Consider what happens when the voice agent needs a full application around it. A voice interface is rarely the whole product — you usually need a dashboard, session history, user management, and a backend to store tool results. Remy takes a different approach to that problem: you write a spec in annotated markdown and it compiles the full-stack application from it — TypeScript backend, database, auth, and deployment included. The spec is the source of truth; the code is derived output. Worth knowing about when the voice agent prototype needs to become a product.

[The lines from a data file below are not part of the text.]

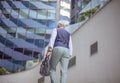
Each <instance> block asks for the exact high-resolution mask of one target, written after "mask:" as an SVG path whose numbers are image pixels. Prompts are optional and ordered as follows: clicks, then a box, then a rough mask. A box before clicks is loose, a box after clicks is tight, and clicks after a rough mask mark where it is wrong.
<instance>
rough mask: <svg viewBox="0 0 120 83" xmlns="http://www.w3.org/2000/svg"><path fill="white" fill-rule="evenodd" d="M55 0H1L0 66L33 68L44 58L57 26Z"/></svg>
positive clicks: (22, 69) (10, 72)
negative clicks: (49, 43)
mask: <svg viewBox="0 0 120 83" xmlns="http://www.w3.org/2000/svg"><path fill="white" fill-rule="evenodd" d="M55 11H56V0H0V68H2V69H3V70H5V71H7V73H13V72H19V71H22V70H25V69H27V68H30V66H31V65H33V64H36V63H37V62H38V61H39V60H40V59H41V58H42V51H43V50H44V47H45V46H46V45H47V44H48V41H49V37H50V33H47V31H48V30H51V29H53V28H54V27H55V20H56V14H55Z"/></svg>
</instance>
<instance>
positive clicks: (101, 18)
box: [68, 0, 120, 83]
mask: <svg viewBox="0 0 120 83" xmlns="http://www.w3.org/2000/svg"><path fill="white" fill-rule="evenodd" d="M72 39H73V45H74V52H73V53H74V54H73V55H75V56H76V59H77V61H76V66H75V67H73V68H71V69H69V71H68V83H120V1H119V0H112V1H111V2H110V3H109V4H108V5H107V6H105V7H104V8H103V9H102V10H101V11H100V12H98V13H97V14H96V15H95V16H94V17H93V18H91V19H90V20H89V21H88V22H87V23H86V24H85V25H83V26H82V28H81V29H79V30H77V31H76V32H75V33H74V34H73V36H72ZM96 41H97V42H98V53H96V54H94V55H93V56H92V57H90V46H91V44H93V43H95V42H96Z"/></svg>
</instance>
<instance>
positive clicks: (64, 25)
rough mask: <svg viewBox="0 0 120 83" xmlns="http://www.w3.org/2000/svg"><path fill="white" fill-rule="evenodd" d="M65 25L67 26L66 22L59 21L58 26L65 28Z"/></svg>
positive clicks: (57, 26)
mask: <svg viewBox="0 0 120 83" xmlns="http://www.w3.org/2000/svg"><path fill="white" fill-rule="evenodd" d="M64 27H65V22H64V21H63V20H60V21H58V23H57V28H64Z"/></svg>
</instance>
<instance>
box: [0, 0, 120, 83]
mask: <svg viewBox="0 0 120 83" xmlns="http://www.w3.org/2000/svg"><path fill="white" fill-rule="evenodd" d="M119 4H120V1H119V0H112V1H111V2H110V3H109V4H108V5H107V6H106V7H104V8H103V9H102V10H101V11H100V12H98V13H97V14H96V15H95V16H94V17H93V18H91V19H90V20H89V21H88V22H87V23H86V24H85V25H83V27H82V28H81V29H79V30H77V31H76V32H75V33H74V34H73V36H72V39H73V47H74V52H73V55H75V56H76V60H77V61H76V65H75V66H73V67H72V68H70V69H69V70H68V82H67V83H120V9H119V8H120V5H119ZM96 41H97V42H98V52H97V53H96V54H94V55H93V56H91V57H90V45H91V44H93V43H94V42H96ZM58 72H59V70H58V71H57V73H58ZM58 77H59V73H58ZM40 78H41V76H40V75H39V65H38V66H36V67H35V68H33V69H31V70H27V71H24V72H21V73H16V74H11V75H4V76H0V83H38V80H39V79H40ZM39 83H40V82H39ZM41 83H42V82H41ZM44 83H50V78H49V77H46V78H45V82H44Z"/></svg>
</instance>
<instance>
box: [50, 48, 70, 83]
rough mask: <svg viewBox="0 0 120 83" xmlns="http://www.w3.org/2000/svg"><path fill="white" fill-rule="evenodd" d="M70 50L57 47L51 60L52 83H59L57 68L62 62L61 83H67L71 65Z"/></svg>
mask: <svg viewBox="0 0 120 83" xmlns="http://www.w3.org/2000/svg"><path fill="white" fill-rule="evenodd" d="M69 57H70V55H69V49H68V48H64V47H60V46H58V47H55V48H53V52H52V55H51V60H50V78H51V83H57V78H56V74H55V73H56V66H57V64H58V62H60V75H61V76H60V83H66V79H67V69H68V63H69Z"/></svg>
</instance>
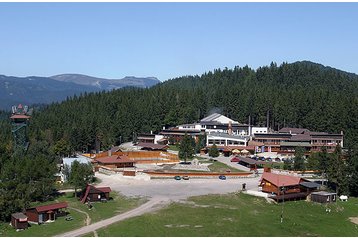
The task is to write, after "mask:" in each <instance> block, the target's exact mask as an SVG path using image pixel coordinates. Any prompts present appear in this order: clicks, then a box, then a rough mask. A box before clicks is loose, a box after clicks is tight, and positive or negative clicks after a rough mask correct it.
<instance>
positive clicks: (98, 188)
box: [81, 184, 112, 203]
mask: <svg viewBox="0 0 358 238" xmlns="http://www.w3.org/2000/svg"><path fill="white" fill-rule="evenodd" d="M111 191H112V190H111V188H110V187H97V188H96V187H95V186H92V185H89V184H87V187H86V191H85V194H84V195H83V197H82V199H81V202H82V203H84V202H86V199H87V196H88V194H93V193H95V194H96V193H109V192H111Z"/></svg>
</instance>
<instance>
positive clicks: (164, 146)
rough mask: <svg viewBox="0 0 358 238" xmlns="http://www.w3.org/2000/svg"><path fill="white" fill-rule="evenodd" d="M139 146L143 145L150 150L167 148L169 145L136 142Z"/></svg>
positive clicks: (157, 149)
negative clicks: (161, 144)
mask: <svg viewBox="0 0 358 238" xmlns="http://www.w3.org/2000/svg"><path fill="white" fill-rule="evenodd" d="M138 146H139V147H143V148H150V149H152V150H163V149H167V148H168V147H169V146H167V145H158V144H154V143H142V142H141V143H138Z"/></svg>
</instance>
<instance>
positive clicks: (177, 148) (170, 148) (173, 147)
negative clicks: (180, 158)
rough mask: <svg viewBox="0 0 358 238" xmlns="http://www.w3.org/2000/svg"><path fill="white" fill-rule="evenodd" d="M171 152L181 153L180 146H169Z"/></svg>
mask: <svg viewBox="0 0 358 238" xmlns="http://www.w3.org/2000/svg"><path fill="white" fill-rule="evenodd" d="M168 149H169V150H174V151H179V145H169V148H168Z"/></svg>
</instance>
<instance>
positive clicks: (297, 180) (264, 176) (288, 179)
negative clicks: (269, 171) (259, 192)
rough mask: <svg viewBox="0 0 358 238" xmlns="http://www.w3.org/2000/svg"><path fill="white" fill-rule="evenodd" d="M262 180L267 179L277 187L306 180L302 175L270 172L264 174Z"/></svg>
mask: <svg viewBox="0 0 358 238" xmlns="http://www.w3.org/2000/svg"><path fill="white" fill-rule="evenodd" d="M262 180H266V181H268V182H270V183H271V184H273V185H275V186H277V187H283V186H292V185H298V184H300V182H302V181H306V180H304V179H302V178H301V177H296V176H291V175H284V174H275V173H268V172H264V173H263V174H262V177H261V181H262Z"/></svg>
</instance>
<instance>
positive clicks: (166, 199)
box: [56, 197, 170, 237]
mask: <svg viewBox="0 0 358 238" xmlns="http://www.w3.org/2000/svg"><path fill="white" fill-rule="evenodd" d="M169 201H170V200H168V199H165V198H163V197H153V198H152V199H151V200H149V201H148V202H147V203H144V204H143V205H141V206H139V207H137V208H135V209H133V210H130V211H128V212H125V213H122V214H119V215H116V216H114V217H111V218H108V219H105V220H102V221H99V222H96V223H93V224H91V225H88V226H84V227H82V228H79V229H77V230H74V231H70V232H66V233H64V234H60V235H57V236H56V237H74V236H82V235H85V234H88V233H90V232H94V231H96V230H98V229H100V228H103V227H106V226H108V225H111V224H113V223H116V222H118V221H122V220H124V219H128V218H130V217H135V216H139V215H142V214H144V213H147V212H151V211H154V210H156V209H158V208H160V207H162V206H163V205H165V204H167V203H168V202H169Z"/></svg>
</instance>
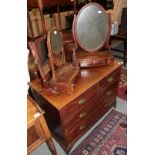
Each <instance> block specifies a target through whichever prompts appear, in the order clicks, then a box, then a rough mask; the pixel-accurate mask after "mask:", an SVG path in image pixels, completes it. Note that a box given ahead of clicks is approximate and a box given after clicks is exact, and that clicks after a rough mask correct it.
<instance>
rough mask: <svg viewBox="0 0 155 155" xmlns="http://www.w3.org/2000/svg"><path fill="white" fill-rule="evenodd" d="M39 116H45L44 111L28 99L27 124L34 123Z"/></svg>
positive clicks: (36, 104)
mask: <svg viewBox="0 0 155 155" xmlns="http://www.w3.org/2000/svg"><path fill="white" fill-rule="evenodd" d="M37 114H39V115H40V114H43V111H42V109H40V107H39V106H38V105H37V104H36V103H35V102H34V101H33V100H32V99H31V98H30V97H29V96H28V97H27V123H29V122H31V121H33V120H34V119H35V116H37Z"/></svg>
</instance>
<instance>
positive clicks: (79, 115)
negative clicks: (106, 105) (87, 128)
mask: <svg viewBox="0 0 155 155" xmlns="http://www.w3.org/2000/svg"><path fill="white" fill-rule="evenodd" d="M86 115H87V113H86V112H82V113H81V114H80V115H79V118H83V117H85V116H86Z"/></svg>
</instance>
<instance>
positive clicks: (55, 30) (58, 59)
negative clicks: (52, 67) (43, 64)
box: [49, 29, 64, 65]
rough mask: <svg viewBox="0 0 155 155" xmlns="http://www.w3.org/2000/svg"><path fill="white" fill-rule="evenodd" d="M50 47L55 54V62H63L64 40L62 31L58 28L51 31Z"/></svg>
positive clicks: (55, 63) (53, 52) (50, 33)
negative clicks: (63, 47) (58, 28)
mask: <svg viewBox="0 0 155 155" xmlns="http://www.w3.org/2000/svg"><path fill="white" fill-rule="evenodd" d="M49 39H50V41H49V42H50V47H51V52H52V55H53V59H54V60H53V62H54V64H57V65H59V64H62V63H63V61H64V60H63V42H62V37H61V35H60V32H59V31H58V30H56V29H53V30H51V32H50V38H49Z"/></svg>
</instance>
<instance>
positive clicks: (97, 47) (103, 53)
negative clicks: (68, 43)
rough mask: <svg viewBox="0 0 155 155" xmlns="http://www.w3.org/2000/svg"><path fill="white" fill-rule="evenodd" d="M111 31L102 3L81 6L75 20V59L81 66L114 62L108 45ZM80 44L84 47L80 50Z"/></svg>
mask: <svg viewBox="0 0 155 155" xmlns="http://www.w3.org/2000/svg"><path fill="white" fill-rule="evenodd" d="M110 31H111V23H110V19H109V16H108V15H107V13H106V11H105V9H104V8H103V7H102V6H101V5H99V4H97V3H89V4H87V5H85V6H84V7H83V8H81V10H80V11H79V12H78V14H77V16H76V15H75V16H74V22H73V36H74V41H75V44H76V48H75V49H74V50H73V52H74V60H77V61H79V62H80V65H81V67H91V66H101V65H107V64H112V63H113V56H112V54H111V52H110V47H109V45H108V42H109V37H110ZM78 46H79V47H81V49H82V50H81V51H80V52H79V50H78ZM103 48H107V50H103Z"/></svg>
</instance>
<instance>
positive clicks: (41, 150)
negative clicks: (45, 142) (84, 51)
mask: <svg viewBox="0 0 155 155" xmlns="http://www.w3.org/2000/svg"><path fill="white" fill-rule="evenodd" d="M122 46H123V45H122V42H115V43H113V44H112V47H118V48H120V49H121V48H122ZM113 53H114V54H116V55H120V56H122V53H117V52H116V51H113ZM116 59H118V58H116ZM118 60H119V61H122V60H121V59H118ZM125 68H126V66H125ZM116 101H117V104H116V109H117V110H118V111H120V112H122V113H125V114H127V102H126V101H125V100H122V99H121V98H119V97H117V98H116ZM110 111H111V109H110V110H109V111H108V112H107V113H106V114H105V115H104V116H102V118H101V119H100V120H99V121H98V122H97V123H96V124H95V125H94V126H93V127H92V128H91V129H90V130H89V131H87V133H85V134H84V135H83V136H82V137H81V138H80V139H79V140H78V141H77V142H76V143H75V145H74V146H73V148H72V149H71V151H70V152H72V151H73V150H74V149H75V148H76V147H77V146H78V145H79V144H80V143H81V142H82V141H83V140H84V139H85V138H86V137H87V136H88V135H89V134H90V133H91V131H92V130H93V129H94V128H95V127H96V126H97V125H98V124H99V123H100V122H101V121H102V120H103V119H104V118H105V116H106V115H107V114H108V113H109V112H110ZM53 141H54V145H55V147H56V151H57V154H58V155H66V153H65V152H64V151H63V149H62V148H61V147H60V145H59V144H58V143H57V142H56V141H55V140H54V139H53ZM31 155H51V153H50V151H49V149H48V146H47V145H46V143H43V144H42V145H40V146H39V147H38V148H37V149H35V150H34V151H33V152H32V153H31Z"/></svg>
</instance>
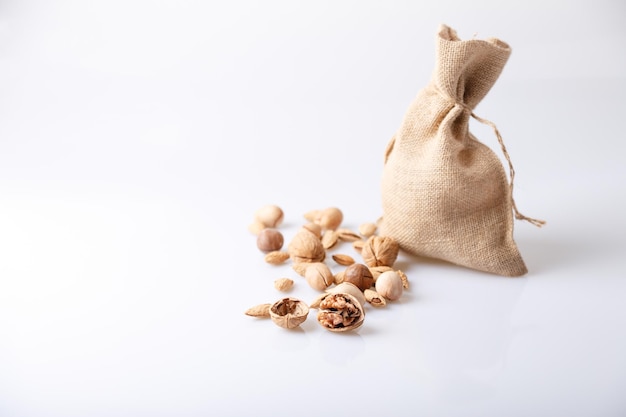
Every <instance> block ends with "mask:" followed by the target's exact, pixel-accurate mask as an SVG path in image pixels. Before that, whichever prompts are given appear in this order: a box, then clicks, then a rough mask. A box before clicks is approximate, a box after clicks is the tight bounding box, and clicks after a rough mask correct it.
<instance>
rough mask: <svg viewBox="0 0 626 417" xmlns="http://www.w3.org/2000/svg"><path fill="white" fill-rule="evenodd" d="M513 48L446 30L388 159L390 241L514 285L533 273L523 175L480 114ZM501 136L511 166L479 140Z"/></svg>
mask: <svg viewBox="0 0 626 417" xmlns="http://www.w3.org/2000/svg"><path fill="white" fill-rule="evenodd" d="M510 54H511V48H510V47H509V45H508V44H507V43H505V42H503V41H501V40H499V39H495V38H489V39H484V40H481V39H471V40H465V41H464V40H461V39H459V37H458V36H457V34H456V32H455V31H454V30H453V29H452V28H450V27H448V26H446V25H441V26H440V28H439V31H438V33H437V36H436V59H435V65H434V71H433V73H432V77H431V79H430V81H429V82H428V84H427V85H426V86H425V87H424V88H423V89H422V90H420V91H419V92H418V94H417V96H416V97H415V99H414V100H413V102H412V103H411V104H410V106H409V108H408V109H407V111H406V113H405V115H404V118H403V120H402V123H401V124H400V127H399V129H398V130H397V131H396V133H395V134H394V135H393V137H392V139H391V141H390V142H389V144H388V145H387V149H386V150H385V165H384V168H383V175H382V183H381V188H382V208H383V216H382V219H381V233H383V234H385V235H387V236H390V237H392V238H394V239H395V240H396V241H397V242H398V243H399V245H400V247H401V248H402V249H403V250H405V251H406V252H408V253H411V254H414V255H418V256H424V257H429V258H436V259H441V260H445V261H448V262H451V263H454V264H457V265H462V266H465V267H468V268H472V269H476V270H480V271H485V272H489V273H494V274H498V275H504V276H520V275H524V274H525V273H526V272H527V268H526V265H525V263H524V261H523V259H522V256H521V254H520V252H519V250H518V248H517V245H516V244H515V241H514V240H513V222H514V217H516V218H518V219H524V220H528V221H530V222H531V223H533V224H535V225H538V226H540V225H542V224H543V221H540V220H535V219H531V218H528V217H526V216H523V215H522V214H520V213H519V212H518V210H517V207H516V205H515V201H514V200H513V178H514V175H515V171H514V170H513V165H512V163H511V158H510V156H509V154H508V152H507V150H506V147H505V146H504V141H503V140H502V136H501V135H500V132H499V131H498V129H497V128H496V125H495V124H494V123H492V122H490V121H489V120H486V119H483V118H481V117H479V116H477V115H476V114H475V113H474V109H475V108H476V106H477V105H478V104H479V103H480V102H481V100H483V98H484V97H485V96H486V95H487V93H488V92H489V90H490V89H491V88H492V86H493V85H494V84H495V82H496V81H497V79H498V77H499V76H500V74H501V72H502V70H503V68H504V66H505V64H506V62H507V60H508V58H509V56H510ZM471 118H474V119H475V120H477V121H478V122H480V123H483V124H486V125H488V126H490V127H492V129H493V131H494V134H495V135H496V137H497V138H498V141H499V143H500V147H501V150H502V152H503V154H504V156H505V158H506V160H507V162H508V165H509V167H508V168H509V176H510V182H509V179H508V178H507V173H506V171H505V169H504V167H503V165H502V162H501V161H500V159H499V158H498V156H497V155H496V154H495V153H494V152H493V151H492V150H491V149H490V148H489V147H487V146H486V145H484V144H483V143H482V142H480V141H479V140H478V139H477V138H476V137H475V136H474V135H473V134H472V133H471V132H470V131H469V121H470V119H471Z"/></svg>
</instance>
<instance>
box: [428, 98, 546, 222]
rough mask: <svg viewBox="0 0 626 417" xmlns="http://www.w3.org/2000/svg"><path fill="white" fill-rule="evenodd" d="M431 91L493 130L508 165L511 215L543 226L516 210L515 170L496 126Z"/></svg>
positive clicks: (529, 217) (499, 131) (540, 221)
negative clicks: (511, 205) (508, 166)
mask: <svg viewBox="0 0 626 417" xmlns="http://www.w3.org/2000/svg"><path fill="white" fill-rule="evenodd" d="M433 90H434V91H435V92H436V93H437V94H439V95H440V96H441V97H442V98H444V99H445V100H446V101H448V102H449V103H450V104H452V105H453V106H459V107H461V108H462V109H464V110H465V111H467V112H469V114H470V116H472V117H473V118H474V119H475V120H476V121H478V122H480V123H482V124H484V125H486V126H489V127H491V128H492V129H493V132H494V133H495V135H496V138H498V143H499V144H500V149H502V154H504V158H505V159H506V162H507V163H508V165H509V177H510V187H509V189H510V191H509V192H510V199H511V205H512V206H513V213H514V214H515V218H516V219H517V220H525V221H527V222H529V223H530V224H533V225H535V226H537V227H541V226H543V225H545V224H546V222H545V220H538V219H533V218H532V217H527V216H525V215H523V214H522V213H520V212H519V210H518V209H517V204H515V199H514V198H513V183H514V179H515V169H514V168H513V163H512V162H511V156H510V155H509V152H508V151H507V150H506V146H505V145H504V139H502V135H501V134H500V131H499V130H498V127H497V126H496V124H495V123H493V122H492V121H490V120H487V119H483V118H482V117H480V116H478V115H477V114H476V113H474V110H473V109H472V108H471V107H470V106H468V105H467V104H465V103H462V102H460V101H456V100H454V99H453V98H452V97H450V96H449V95H447V94H445V93H444V92H443V91H441V90H440V89H438V88H436V87H435V88H433Z"/></svg>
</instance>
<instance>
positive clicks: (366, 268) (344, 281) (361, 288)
mask: <svg viewBox="0 0 626 417" xmlns="http://www.w3.org/2000/svg"><path fill="white" fill-rule="evenodd" d="M343 280H344V282H351V283H353V284H354V285H356V286H357V287H359V289H360V290H361V291H365V290H366V289H368V288H370V287H371V286H372V285H373V284H374V276H373V275H372V273H371V271H370V270H369V268H368V267H367V266H365V265H363V264H352V265H350V266H349V267H347V268H346V271H345V272H344V276H343Z"/></svg>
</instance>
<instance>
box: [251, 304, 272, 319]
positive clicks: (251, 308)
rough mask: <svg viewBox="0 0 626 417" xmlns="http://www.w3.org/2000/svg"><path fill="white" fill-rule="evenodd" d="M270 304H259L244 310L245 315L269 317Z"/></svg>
mask: <svg viewBox="0 0 626 417" xmlns="http://www.w3.org/2000/svg"><path fill="white" fill-rule="evenodd" d="M270 306H271V304H269V303H265V304H259V305H256V306H254V307H250V308H249V309H247V310H246V315H247V316H251V317H269V316H270Z"/></svg>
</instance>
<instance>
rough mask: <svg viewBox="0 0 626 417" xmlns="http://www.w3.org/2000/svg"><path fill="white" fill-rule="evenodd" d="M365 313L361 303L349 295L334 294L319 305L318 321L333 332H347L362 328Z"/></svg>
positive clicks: (322, 300) (329, 296)
mask: <svg viewBox="0 0 626 417" xmlns="http://www.w3.org/2000/svg"><path fill="white" fill-rule="evenodd" d="M364 320H365V311H364V310H363V306H362V305H361V303H359V301H358V300H357V299H356V298H355V297H354V296H352V295H350V294H347V293H332V294H328V295H327V296H326V297H324V298H323V299H322V300H321V302H320V305H319V310H318V313H317V321H318V322H319V323H320V324H321V325H322V327H324V328H325V329H327V330H330V331H331V332H345V331H350V330H354V329H357V328H359V327H361V325H362V324H363V321H364Z"/></svg>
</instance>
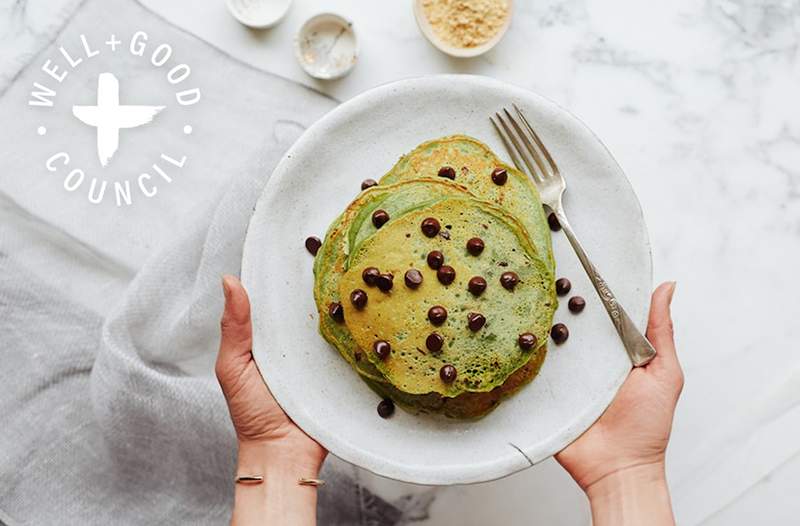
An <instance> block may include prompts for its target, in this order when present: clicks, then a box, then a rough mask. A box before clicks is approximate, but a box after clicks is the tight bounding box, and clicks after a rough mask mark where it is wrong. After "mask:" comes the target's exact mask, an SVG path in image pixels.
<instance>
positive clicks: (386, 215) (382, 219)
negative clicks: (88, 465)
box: [372, 210, 389, 228]
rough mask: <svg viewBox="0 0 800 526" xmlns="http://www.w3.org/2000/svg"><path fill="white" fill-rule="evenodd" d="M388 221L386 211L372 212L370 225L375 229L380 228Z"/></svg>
mask: <svg viewBox="0 0 800 526" xmlns="http://www.w3.org/2000/svg"><path fill="white" fill-rule="evenodd" d="M388 220H389V214H388V213H387V212H386V210H375V211H374V212H372V224H373V225H375V228H380V227H382V226H383V225H384V224H386V222H387V221H388Z"/></svg>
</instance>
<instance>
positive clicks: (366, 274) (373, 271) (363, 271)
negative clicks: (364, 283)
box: [361, 267, 381, 287]
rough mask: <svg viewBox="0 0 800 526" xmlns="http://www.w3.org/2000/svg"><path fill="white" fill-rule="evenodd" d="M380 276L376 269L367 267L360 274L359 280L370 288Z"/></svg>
mask: <svg viewBox="0 0 800 526" xmlns="http://www.w3.org/2000/svg"><path fill="white" fill-rule="evenodd" d="M380 275H381V271H380V270H378V269H376V268H375V267H367V268H365V269H364V271H363V272H362V273H361V279H363V280H364V283H366V284H367V285H369V286H370V287H374V286H375V284H376V283H378V276H380Z"/></svg>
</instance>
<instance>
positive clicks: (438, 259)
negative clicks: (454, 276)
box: [428, 250, 444, 270]
mask: <svg viewBox="0 0 800 526" xmlns="http://www.w3.org/2000/svg"><path fill="white" fill-rule="evenodd" d="M443 264H444V254H442V253H441V252H439V251H438V250H432V251H431V252H429V253H428V266H429V267H431V268H432V269H433V270H439V267H441V266H442V265H443Z"/></svg>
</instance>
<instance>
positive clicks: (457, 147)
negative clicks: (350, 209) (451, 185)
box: [380, 135, 555, 274]
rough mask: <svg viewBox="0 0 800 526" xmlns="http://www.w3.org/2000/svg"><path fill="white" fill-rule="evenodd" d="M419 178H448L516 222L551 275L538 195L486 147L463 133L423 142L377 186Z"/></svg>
mask: <svg viewBox="0 0 800 526" xmlns="http://www.w3.org/2000/svg"><path fill="white" fill-rule="evenodd" d="M420 177H441V178H444V179H445V180H452V181H454V182H455V183H457V184H460V185H462V186H464V187H465V188H466V189H467V190H469V191H470V192H471V193H472V194H473V195H474V196H475V197H477V198H478V199H483V200H485V201H489V202H491V203H494V204H496V205H498V206H500V207H501V208H503V209H505V210H506V211H507V212H508V213H509V214H511V215H512V216H514V217H516V218H517V220H519V222H520V223H522V226H523V227H524V228H525V230H527V232H528V235H529V236H530V238H531V240H532V241H533V244H534V246H535V247H536V249H537V251H538V253H539V255H540V257H541V258H542V259H543V260H544V262H545V264H546V266H547V269H548V271H549V272H550V274H554V272H555V263H554V261H553V255H552V246H551V242H550V231H549V228H548V226H547V218H546V217H545V214H544V210H543V208H542V203H541V200H540V198H539V193H538V192H537V190H536V188H535V187H534V186H533V183H532V182H531V181H530V180H529V179H528V177H527V176H526V175H525V174H523V173H522V172H520V171H519V170H517V169H515V168H513V167H511V166H508V165H506V164H505V163H503V162H502V161H501V160H500V159H498V158H497V156H496V155H495V154H494V152H492V150H490V149H489V147H488V146H486V145H485V144H483V143H482V142H480V141H478V140H476V139H473V138H471V137H467V136H465V135H453V136H449V137H442V138H440V139H434V140H432V141H428V142H425V143H423V144H421V145H420V146H418V147H417V148H415V149H414V150H413V151H412V152H410V153H409V154H407V155H405V156H403V157H402V158H401V159H400V160H399V161H398V162H397V163H396V164H395V166H394V167H393V168H392V169H391V170H390V171H389V172H388V173H387V174H386V175H385V176H384V177H383V178H382V179H381V181H380V183H381V184H391V183H396V182H399V181H408V180H413V179H417V178H420Z"/></svg>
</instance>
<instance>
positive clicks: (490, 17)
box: [422, 0, 508, 47]
mask: <svg viewBox="0 0 800 526" xmlns="http://www.w3.org/2000/svg"><path fill="white" fill-rule="evenodd" d="M422 8H423V11H424V12H425V16H426V17H427V19H428V21H429V22H430V24H431V27H432V28H433V31H434V33H436V36H438V37H439V38H441V39H442V40H443V41H445V42H446V43H448V44H450V45H451V46H455V47H475V46H479V45H481V44H483V43H485V42H487V41H489V40H491V38H492V37H493V36H495V35H496V34H497V32H498V31H500V28H501V27H503V24H504V23H505V21H506V18H507V17H508V0H424V1H423V2H422Z"/></svg>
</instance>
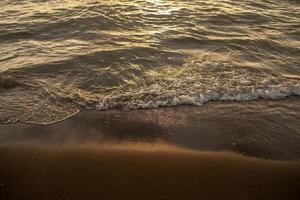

Tune your turn detection for your specific use case. The defaults work for general conversation. If your users are domain experts who use long technical terms or pause frequently while thinking, you’ll want to adjust silence_duration_ms upward and possibly lower the VAD threshold to be more sensitive to quieter speech. There’s no substitute for testing with real users in real conditions. For teams building more complex automation on top of voice — where the agent needs to take browser-based actions in response to what it hears — browser automation with Playwright is worth reading alongside this guide.

Sam Altman’s framing for why this matters: “People are really starting to use voice to interact with AI, especially when they have a lot of context to dump.” The preamble technique is what makes that context dump feel like a conversation rather than a form submission. Get that right and the rest of the implementation is plumbing.

The playground at platform.openai.com/audio/realtime is the fastest way to validate your system prompt before you write a line of WebSocket code. Start there.